Jayne drank her tea from a chipped mug, too milky, too weak. ‘You’re going to tell me everything I want to know. Do you understand? You try to keep anything back and I go to the police.’

He nodded but didn’t look up.

‘Tell me about the reporter. Mark Roberts.’

‘He was upsetting everyone, asking all those questions. That’s all I heard, that there was this reporter in town making trouble, talking to people in pubs, going to the newspaper office, making out like that sick bastard Walker hadn’t done it. It gets back to me, you know.’

‘Did he say why he thought that?’

‘Not to me, but why should he? I didn’t matter to him, but there are always people ready to speak up for Rodney, and if enough people speak, others start to listen. After all, what are we? Just the bad parents, that’s all, the drunk who let his kid wander off.’

‘That isn’t how it is.’

‘Isn’t it? I remember how it was and I’ve heard the whispers. What about the other family? Their girl wandered off with Rodney Walker as well, but no one calls them bad parents. But no, they’re respectable doctors and they couldn’t have been careless, not people like that. But what was I, apart from some lowlife from some small-town nowhere?’

Jayne put her mug down. ‘Do you know what I see? Self-pity, that’s what. I don’t blame you, your son was murdered, but all of this whining ended up with me looking like this,’ and she pointed at her face. ‘Beaten up, my ribs aching, waking up this morning covered in blood and bruises, so don’t expect me to be bubbling over with compassion. Did Rodney Walker kill your son? Are you sure of that?’

‘Of course he did. Who else?’

‘Blame Rodney then, not yourself.’

‘Not everyone thinks that.’

‘About you, or Rodney?’

‘Rodney, of course. That’s why the reporter got so excited.’

‘What did he say? Something brought him to Brampton and then to Highford and we need to know what.’
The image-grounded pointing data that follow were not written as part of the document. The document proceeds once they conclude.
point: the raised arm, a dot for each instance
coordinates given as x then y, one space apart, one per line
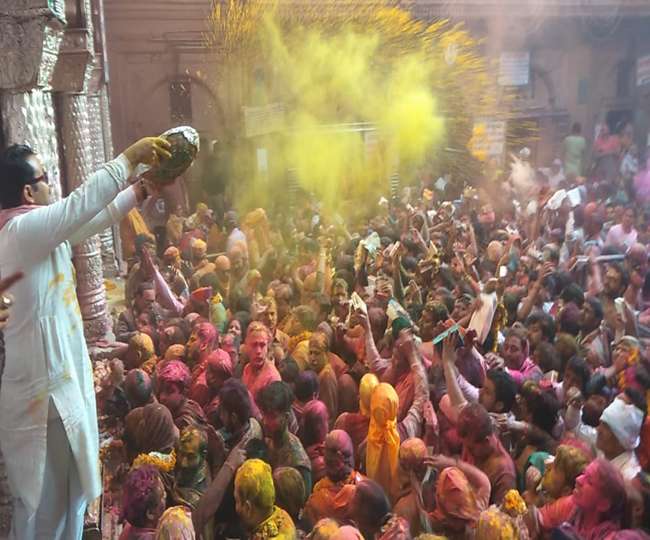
376 363
412 423
119 207
456 396
46 227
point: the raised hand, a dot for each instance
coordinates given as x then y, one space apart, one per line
148 151
6 300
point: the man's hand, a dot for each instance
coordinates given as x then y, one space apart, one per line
449 349
494 361
6 300
406 344
148 268
148 151
439 461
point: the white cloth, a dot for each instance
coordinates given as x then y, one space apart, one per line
235 237
60 514
46 355
625 420
627 464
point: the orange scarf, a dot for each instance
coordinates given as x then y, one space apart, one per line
382 452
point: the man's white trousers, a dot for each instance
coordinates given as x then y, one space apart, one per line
60 514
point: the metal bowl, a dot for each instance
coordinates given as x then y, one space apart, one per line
184 142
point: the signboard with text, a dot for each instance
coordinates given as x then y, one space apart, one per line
514 68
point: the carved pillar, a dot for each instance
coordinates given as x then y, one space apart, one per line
71 79
99 156
100 126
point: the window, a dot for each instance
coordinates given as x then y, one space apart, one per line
180 101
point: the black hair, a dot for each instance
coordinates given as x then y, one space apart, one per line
234 398
546 323
597 306
372 502
573 293
505 387
14 176
549 359
141 240
257 449
637 399
209 280
581 369
289 370
244 318
542 405
306 385
144 286
276 397
625 275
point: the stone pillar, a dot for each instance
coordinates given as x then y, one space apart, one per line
71 80
99 155
100 127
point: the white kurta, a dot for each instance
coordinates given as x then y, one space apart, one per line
46 355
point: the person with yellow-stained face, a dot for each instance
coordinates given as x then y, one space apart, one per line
255 503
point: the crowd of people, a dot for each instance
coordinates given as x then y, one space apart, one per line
469 365
468 368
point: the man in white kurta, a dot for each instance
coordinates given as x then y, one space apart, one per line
48 418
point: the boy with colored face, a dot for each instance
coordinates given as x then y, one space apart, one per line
259 372
285 449
255 502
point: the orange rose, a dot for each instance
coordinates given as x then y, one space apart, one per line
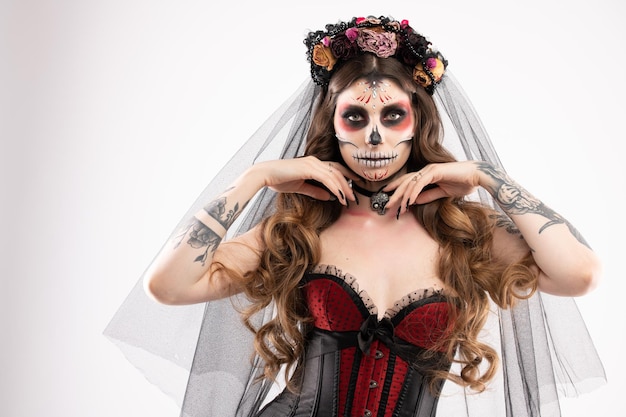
438 70
420 76
323 57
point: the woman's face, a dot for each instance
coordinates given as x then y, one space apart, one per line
374 125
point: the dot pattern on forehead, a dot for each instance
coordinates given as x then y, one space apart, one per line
374 91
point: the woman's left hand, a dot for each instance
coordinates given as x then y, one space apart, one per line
452 179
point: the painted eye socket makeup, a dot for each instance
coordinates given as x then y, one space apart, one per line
354 118
394 116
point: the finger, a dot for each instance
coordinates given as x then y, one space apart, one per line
316 191
339 178
406 192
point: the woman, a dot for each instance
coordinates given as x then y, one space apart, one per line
380 270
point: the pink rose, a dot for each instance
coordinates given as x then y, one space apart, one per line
381 44
352 34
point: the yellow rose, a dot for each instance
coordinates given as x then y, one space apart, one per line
323 57
420 76
438 70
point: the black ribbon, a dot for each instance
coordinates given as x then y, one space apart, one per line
372 329
321 342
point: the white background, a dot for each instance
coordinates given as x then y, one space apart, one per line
116 113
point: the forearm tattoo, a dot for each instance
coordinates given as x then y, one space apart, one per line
514 199
201 236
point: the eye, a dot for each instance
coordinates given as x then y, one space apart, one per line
354 118
394 116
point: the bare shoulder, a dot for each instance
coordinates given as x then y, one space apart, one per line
508 243
241 253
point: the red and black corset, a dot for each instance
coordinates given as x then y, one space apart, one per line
358 365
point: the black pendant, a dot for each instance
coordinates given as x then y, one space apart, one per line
378 201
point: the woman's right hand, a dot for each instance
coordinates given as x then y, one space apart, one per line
300 175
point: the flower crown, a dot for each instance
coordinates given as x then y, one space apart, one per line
381 36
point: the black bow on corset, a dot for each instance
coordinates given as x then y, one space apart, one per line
321 342
373 329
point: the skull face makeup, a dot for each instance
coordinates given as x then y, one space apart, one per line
374 124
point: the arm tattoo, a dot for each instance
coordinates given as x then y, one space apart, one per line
201 236
217 210
514 199
503 221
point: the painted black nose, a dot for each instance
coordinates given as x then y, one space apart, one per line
375 138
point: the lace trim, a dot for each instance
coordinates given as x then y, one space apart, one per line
367 300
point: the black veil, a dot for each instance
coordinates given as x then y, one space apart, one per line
202 355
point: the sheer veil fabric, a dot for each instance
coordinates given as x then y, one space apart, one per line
202 355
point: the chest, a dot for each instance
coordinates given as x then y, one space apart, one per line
388 259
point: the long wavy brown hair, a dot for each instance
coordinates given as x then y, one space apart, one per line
463 229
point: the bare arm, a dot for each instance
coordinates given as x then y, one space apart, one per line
184 271
567 265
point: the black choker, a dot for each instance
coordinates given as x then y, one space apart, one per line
378 199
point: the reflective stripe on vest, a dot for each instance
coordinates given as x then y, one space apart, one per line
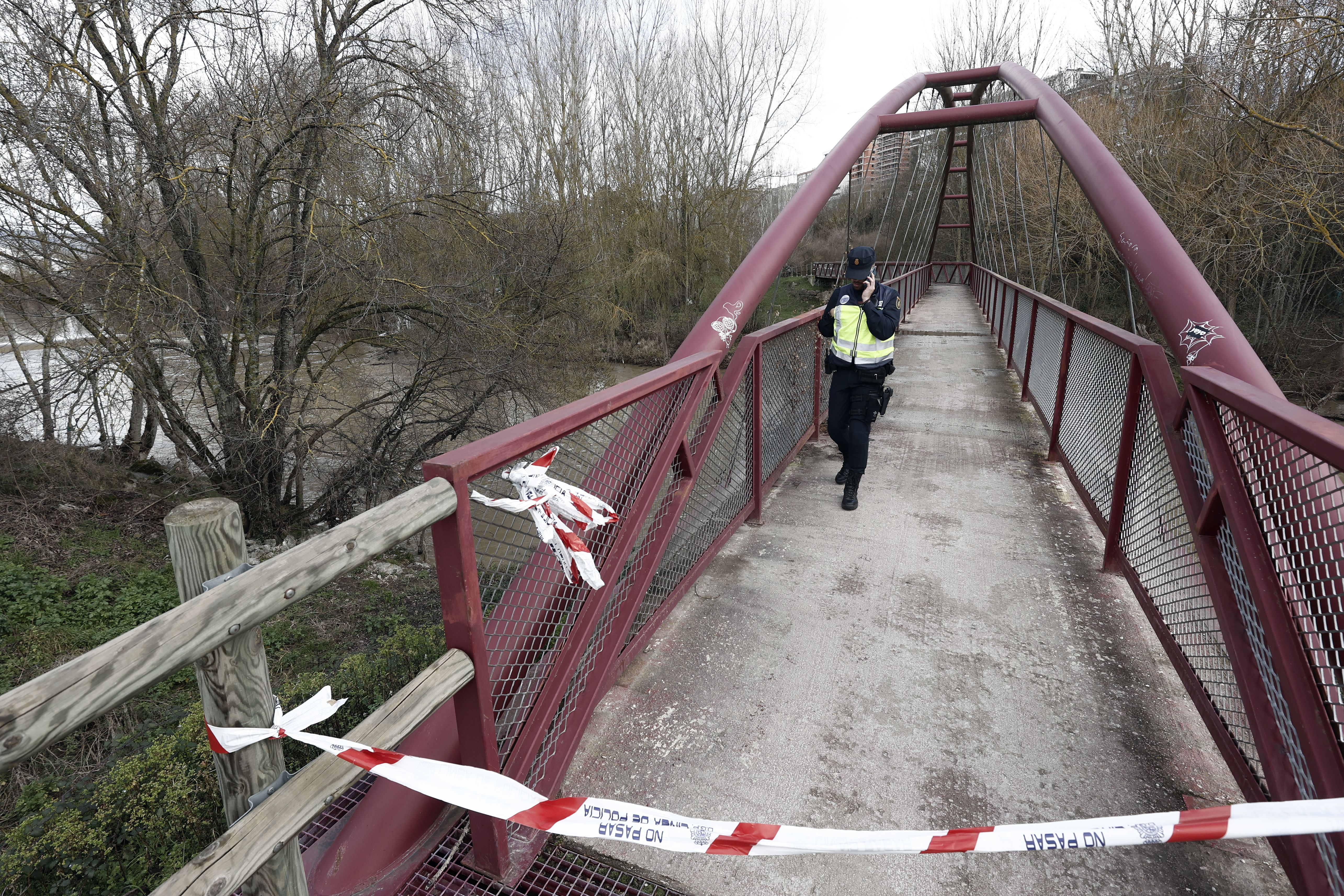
855 343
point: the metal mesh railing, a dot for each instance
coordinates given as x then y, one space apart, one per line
722 490
1299 502
1045 358
526 600
1160 549
560 871
1250 619
1093 413
788 378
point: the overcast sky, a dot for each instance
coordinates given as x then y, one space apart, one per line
869 48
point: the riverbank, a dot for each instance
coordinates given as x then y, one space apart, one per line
127 800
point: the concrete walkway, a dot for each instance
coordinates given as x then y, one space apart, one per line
947 656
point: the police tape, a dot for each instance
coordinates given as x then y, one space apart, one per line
494 795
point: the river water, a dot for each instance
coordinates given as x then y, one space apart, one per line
76 410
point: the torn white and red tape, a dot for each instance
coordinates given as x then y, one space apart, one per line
494 795
552 503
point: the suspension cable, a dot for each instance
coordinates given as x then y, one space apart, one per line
994 203
993 237
916 190
901 216
1022 205
1003 193
928 216
1130 291
901 155
849 210
1054 211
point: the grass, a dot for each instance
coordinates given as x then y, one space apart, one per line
123 803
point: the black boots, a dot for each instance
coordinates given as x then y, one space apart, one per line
851 492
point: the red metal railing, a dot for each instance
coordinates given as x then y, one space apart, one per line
886 270
1222 511
686 455
1234 559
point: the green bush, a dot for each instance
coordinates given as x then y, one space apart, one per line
122 831
96 602
367 680
134 823
29 597
33 597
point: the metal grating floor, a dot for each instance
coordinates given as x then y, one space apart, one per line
558 871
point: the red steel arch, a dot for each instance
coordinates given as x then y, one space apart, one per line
1169 280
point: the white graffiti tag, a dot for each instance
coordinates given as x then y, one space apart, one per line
728 326
1197 336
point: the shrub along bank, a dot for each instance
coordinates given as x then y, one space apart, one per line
126 801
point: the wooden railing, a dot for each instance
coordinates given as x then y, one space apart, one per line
218 631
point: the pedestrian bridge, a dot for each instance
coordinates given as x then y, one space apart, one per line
948 655
1073 589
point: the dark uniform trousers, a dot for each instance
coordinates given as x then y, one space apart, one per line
855 398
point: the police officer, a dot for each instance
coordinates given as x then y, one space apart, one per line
862 320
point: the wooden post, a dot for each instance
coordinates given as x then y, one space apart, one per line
206 541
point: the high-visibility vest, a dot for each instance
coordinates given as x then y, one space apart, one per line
855 343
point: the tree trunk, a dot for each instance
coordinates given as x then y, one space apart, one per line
131 445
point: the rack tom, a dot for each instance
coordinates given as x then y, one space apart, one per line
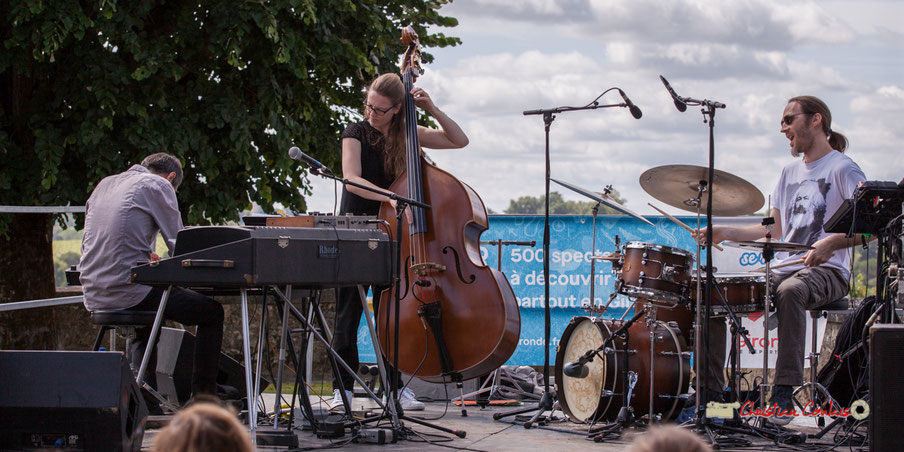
654 272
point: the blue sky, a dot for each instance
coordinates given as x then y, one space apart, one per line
751 55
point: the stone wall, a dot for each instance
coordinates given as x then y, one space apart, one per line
68 327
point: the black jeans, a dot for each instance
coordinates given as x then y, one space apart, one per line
345 334
189 308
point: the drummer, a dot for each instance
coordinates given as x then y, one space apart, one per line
808 192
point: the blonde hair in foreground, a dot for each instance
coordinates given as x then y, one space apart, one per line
668 439
203 427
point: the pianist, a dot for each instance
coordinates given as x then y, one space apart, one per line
122 218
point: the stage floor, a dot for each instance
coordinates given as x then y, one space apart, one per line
508 434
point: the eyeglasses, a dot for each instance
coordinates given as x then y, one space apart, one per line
788 119
381 111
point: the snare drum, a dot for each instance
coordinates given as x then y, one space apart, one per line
744 293
599 395
655 272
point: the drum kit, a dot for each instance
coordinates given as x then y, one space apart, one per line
611 370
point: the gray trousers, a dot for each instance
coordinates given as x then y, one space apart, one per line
794 295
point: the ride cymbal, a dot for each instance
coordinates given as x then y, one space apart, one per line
682 185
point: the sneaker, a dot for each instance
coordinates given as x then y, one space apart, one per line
781 401
336 403
409 401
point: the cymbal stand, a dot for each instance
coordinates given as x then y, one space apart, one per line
547 401
768 254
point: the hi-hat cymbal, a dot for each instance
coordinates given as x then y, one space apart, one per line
679 186
773 245
602 199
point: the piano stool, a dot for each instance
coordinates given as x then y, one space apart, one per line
123 322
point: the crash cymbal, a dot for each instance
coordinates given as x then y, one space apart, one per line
602 198
678 186
773 245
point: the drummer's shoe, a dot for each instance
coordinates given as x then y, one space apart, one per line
781 401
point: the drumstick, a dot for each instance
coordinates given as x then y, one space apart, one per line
786 264
679 223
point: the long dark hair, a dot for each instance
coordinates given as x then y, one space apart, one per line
391 87
811 105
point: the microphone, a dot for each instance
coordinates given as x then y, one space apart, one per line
576 369
296 154
634 110
679 104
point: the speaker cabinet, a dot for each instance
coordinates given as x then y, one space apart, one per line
886 381
66 400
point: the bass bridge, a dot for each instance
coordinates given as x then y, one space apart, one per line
426 268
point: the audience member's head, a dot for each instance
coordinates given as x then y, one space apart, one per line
669 439
203 427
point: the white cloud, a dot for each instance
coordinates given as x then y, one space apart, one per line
750 55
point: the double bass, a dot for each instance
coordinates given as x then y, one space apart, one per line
457 317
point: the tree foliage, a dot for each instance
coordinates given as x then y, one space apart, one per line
90 88
529 205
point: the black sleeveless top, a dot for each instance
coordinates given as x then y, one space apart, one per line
372 157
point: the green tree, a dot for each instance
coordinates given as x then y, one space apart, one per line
529 205
90 88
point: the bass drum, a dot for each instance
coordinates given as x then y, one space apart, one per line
598 397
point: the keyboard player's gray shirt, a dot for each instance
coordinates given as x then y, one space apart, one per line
123 215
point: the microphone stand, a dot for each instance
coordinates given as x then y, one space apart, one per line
391 388
709 117
546 401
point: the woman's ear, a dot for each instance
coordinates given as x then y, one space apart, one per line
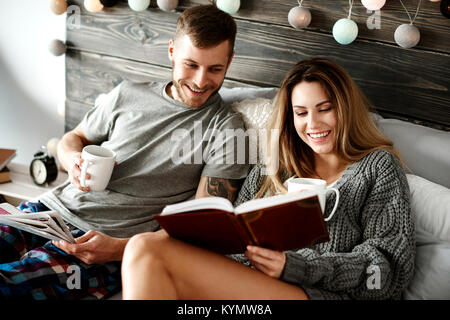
171 49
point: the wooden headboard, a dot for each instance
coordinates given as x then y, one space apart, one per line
410 84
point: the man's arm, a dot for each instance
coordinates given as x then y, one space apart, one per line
218 187
69 154
71 144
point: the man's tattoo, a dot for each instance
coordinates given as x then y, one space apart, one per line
226 188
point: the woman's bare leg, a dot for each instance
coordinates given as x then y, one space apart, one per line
156 266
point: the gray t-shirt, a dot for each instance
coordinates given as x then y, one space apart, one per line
163 148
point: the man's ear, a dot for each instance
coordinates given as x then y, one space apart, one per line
231 59
171 48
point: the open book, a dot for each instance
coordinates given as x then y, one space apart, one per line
283 222
47 224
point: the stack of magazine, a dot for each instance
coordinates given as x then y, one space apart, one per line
47 224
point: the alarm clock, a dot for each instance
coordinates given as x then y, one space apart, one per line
43 168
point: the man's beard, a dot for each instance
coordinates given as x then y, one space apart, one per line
179 95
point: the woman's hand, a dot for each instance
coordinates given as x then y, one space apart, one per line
268 261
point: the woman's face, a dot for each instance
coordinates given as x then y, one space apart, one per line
315 117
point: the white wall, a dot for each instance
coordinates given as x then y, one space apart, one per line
32 81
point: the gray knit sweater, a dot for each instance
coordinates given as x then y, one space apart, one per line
371 250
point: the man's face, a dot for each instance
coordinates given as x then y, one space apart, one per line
197 73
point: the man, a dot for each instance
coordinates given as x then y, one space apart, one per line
137 121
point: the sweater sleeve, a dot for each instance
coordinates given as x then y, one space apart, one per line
382 264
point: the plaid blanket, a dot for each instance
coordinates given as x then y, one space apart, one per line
31 267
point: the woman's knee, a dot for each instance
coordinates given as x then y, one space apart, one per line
144 244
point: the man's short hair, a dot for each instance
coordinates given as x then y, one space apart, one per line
207 26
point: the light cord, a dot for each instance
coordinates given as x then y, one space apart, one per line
407 12
350 2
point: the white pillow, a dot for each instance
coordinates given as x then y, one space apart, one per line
256 114
430 204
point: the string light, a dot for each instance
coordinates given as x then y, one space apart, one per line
345 30
408 35
299 17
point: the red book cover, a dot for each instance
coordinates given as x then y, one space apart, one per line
6 156
290 222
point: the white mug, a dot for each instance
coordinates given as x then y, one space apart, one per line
99 163
315 185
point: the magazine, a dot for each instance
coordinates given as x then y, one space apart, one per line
47 224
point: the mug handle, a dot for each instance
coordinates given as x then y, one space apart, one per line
84 167
335 203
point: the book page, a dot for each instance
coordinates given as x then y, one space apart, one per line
199 204
262 203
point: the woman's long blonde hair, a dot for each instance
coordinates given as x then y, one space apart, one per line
356 135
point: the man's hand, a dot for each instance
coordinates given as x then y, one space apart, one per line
75 172
218 187
268 261
94 248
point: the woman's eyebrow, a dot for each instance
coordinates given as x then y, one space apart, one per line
317 105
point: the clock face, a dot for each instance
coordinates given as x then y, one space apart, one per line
39 171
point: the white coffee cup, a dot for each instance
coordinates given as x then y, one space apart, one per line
315 185
99 163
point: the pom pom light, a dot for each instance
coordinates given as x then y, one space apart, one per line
299 17
58 6
138 5
408 35
108 3
373 4
229 6
167 5
345 30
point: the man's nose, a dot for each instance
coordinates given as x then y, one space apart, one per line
201 78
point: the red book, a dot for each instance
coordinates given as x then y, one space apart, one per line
284 222
6 156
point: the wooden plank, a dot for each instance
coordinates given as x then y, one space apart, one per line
75 112
396 80
89 74
431 23
434 27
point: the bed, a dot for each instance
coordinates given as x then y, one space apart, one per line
409 88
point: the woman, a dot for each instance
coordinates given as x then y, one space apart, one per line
324 130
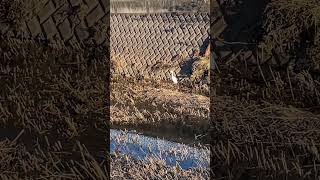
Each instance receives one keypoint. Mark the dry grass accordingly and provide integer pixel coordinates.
(265, 120)
(158, 107)
(58, 103)
(123, 167)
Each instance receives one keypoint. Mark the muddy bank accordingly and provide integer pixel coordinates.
(162, 108)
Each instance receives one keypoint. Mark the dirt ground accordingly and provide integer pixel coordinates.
(265, 116)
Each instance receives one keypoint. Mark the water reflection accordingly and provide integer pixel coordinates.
(141, 147)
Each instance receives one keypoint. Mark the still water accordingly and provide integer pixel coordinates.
(141, 147)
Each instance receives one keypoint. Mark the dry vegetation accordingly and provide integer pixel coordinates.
(58, 105)
(265, 120)
(128, 168)
(148, 105)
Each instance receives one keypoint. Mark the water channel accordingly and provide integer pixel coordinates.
(141, 147)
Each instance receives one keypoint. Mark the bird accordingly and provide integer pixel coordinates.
(174, 77)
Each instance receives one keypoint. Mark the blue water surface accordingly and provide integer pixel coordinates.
(141, 147)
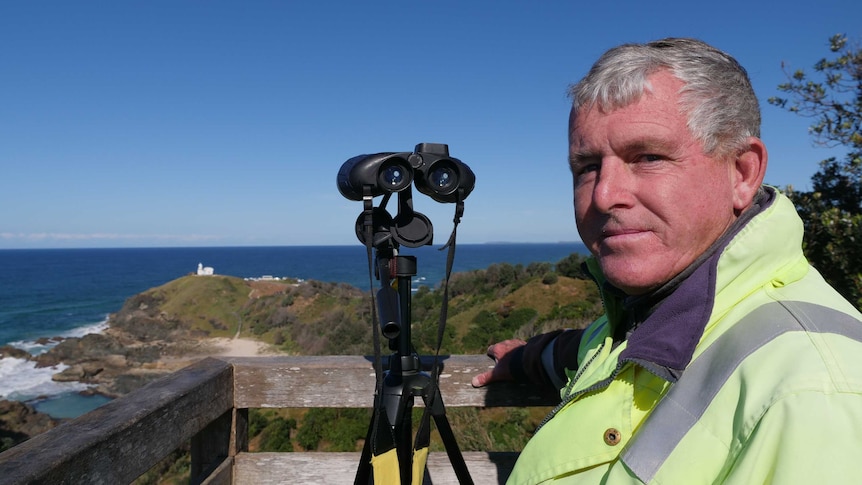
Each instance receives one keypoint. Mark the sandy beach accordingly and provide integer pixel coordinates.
(238, 347)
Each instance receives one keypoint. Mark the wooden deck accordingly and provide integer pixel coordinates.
(208, 404)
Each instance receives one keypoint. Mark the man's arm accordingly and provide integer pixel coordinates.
(541, 361)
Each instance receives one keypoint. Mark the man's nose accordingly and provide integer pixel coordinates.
(613, 187)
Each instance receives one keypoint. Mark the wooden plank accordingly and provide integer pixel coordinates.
(124, 438)
(223, 475)
(336, 468)
(348, 381)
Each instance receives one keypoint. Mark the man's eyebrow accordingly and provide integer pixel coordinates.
(583, 157)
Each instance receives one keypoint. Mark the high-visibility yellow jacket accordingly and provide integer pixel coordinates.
(749, 371)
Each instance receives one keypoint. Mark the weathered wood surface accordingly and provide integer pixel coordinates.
(208, 404)
(119, 441)
(348, 381)
(338, 468)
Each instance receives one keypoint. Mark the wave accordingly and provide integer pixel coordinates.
(21, 380)
(34, 347)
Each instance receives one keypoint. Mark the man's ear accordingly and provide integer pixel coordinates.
(749, 168)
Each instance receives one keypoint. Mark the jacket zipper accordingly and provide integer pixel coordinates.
(571, 397)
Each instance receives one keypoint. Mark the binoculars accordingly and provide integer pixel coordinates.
(429, 166)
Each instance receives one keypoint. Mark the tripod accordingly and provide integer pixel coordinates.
(391, 423)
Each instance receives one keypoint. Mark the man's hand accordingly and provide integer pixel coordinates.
(501, 353)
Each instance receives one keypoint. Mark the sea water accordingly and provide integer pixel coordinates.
(49, 293)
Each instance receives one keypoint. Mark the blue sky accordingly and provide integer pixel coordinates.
(171, 123)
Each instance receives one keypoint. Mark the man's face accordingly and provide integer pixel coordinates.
(648, 201)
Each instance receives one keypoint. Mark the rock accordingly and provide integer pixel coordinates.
(13, 352)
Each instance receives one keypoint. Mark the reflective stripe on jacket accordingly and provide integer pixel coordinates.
(773, 392)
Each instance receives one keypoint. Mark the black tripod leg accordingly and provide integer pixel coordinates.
(363, 472)
(438, 411)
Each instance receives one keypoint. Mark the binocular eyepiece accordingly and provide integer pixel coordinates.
(429, 166)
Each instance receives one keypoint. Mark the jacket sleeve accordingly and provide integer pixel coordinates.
(543, 360)
(807, 437)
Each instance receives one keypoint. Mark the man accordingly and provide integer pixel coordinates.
(722, 357)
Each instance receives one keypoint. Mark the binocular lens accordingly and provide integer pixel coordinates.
(442, 178)
(393, 177)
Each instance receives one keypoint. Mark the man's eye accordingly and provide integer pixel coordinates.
(650, 158)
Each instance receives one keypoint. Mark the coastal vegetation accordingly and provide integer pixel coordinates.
(167, 327)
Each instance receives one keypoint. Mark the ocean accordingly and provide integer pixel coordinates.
(70, 292)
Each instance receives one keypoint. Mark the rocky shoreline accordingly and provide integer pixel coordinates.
(140, 344)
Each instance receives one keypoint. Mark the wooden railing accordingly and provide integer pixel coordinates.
(208, 403)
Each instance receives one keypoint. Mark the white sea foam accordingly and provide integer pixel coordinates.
(20, 380)
(34, 348)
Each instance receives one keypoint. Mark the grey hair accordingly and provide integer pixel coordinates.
(717, 96)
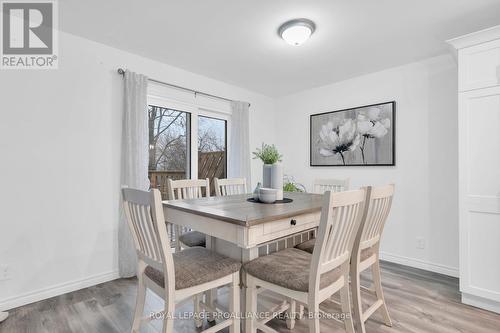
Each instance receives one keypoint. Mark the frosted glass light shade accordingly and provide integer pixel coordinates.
(296, 32)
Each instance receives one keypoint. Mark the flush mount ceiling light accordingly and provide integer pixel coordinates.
(296, 32)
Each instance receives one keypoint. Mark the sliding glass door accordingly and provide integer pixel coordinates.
(212, 149)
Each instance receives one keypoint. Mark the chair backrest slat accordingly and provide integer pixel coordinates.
(379, 205)
(340, 220)
(188, 189)
(230, 186)
(144, 213)
(320, 186)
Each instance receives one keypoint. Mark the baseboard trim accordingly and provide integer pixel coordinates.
(420, 264)
(480, 302)
(56, 290)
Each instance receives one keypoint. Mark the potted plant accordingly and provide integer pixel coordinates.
(272, 171)
(290, 185)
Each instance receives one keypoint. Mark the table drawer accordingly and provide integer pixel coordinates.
(290, 223)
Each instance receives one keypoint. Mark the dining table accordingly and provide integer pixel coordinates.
(244, 229)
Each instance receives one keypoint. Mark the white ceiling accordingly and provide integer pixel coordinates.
(236, 41)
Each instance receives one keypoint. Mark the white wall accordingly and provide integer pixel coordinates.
(59, 140)
(425, 203)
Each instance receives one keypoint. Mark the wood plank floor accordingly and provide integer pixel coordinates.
(418, 301)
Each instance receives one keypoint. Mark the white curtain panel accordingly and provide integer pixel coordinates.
(239, 147)
(134, 161)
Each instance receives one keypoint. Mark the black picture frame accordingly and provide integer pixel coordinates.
(354, 109)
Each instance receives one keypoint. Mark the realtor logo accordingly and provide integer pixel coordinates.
(29, 35)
‘I don’t know about Highford, don’t even know where it is, but I heard it was the brother of the other kid whose body they found, Ruby. Chris Overfield, he’s called. He was the one who got him going.’

‘Where do they live?’

‘You can’t miss the parents’ house. Big one on the road out of town. They’ve even called it Ruby, named their bloody house after her. We all deal with it in our own way, I suppose.’

‘And Chris, Ruby’s brother?’

‘On some shiny estate somewhere.’

‘Do you know the address?’

‘Why would I know it? We’re not exactly close.’

‘What do you mean?’

‘He’s in the police. Don’t you get it? I’m the sort of person he locks up. He’s no time for me.’

‘Hang on, you’re saying that the brother of Walker’s second victim is a copper, and he thinks that Porter got the wrong man?’

Sean grinned. ‘Yeah. A bit bloody awkward, don’t you think? The town’s most notorious person, and a copper wants him free. You couldn’t write it.’

‘Mark Roberts was trying his hardest though.’

Jayne drained her tea and went towards the door.

Sean shouted after her, ‘Don’t you be blabbing about last night. We had a deal.’

‘Just keep out of my way,’ she said.

As she tasted the sea air on her lips, she smiled. The case was getting interesting. More than that though, for the first time in months she felt the thrill of doing something worthwhile. She felt alive.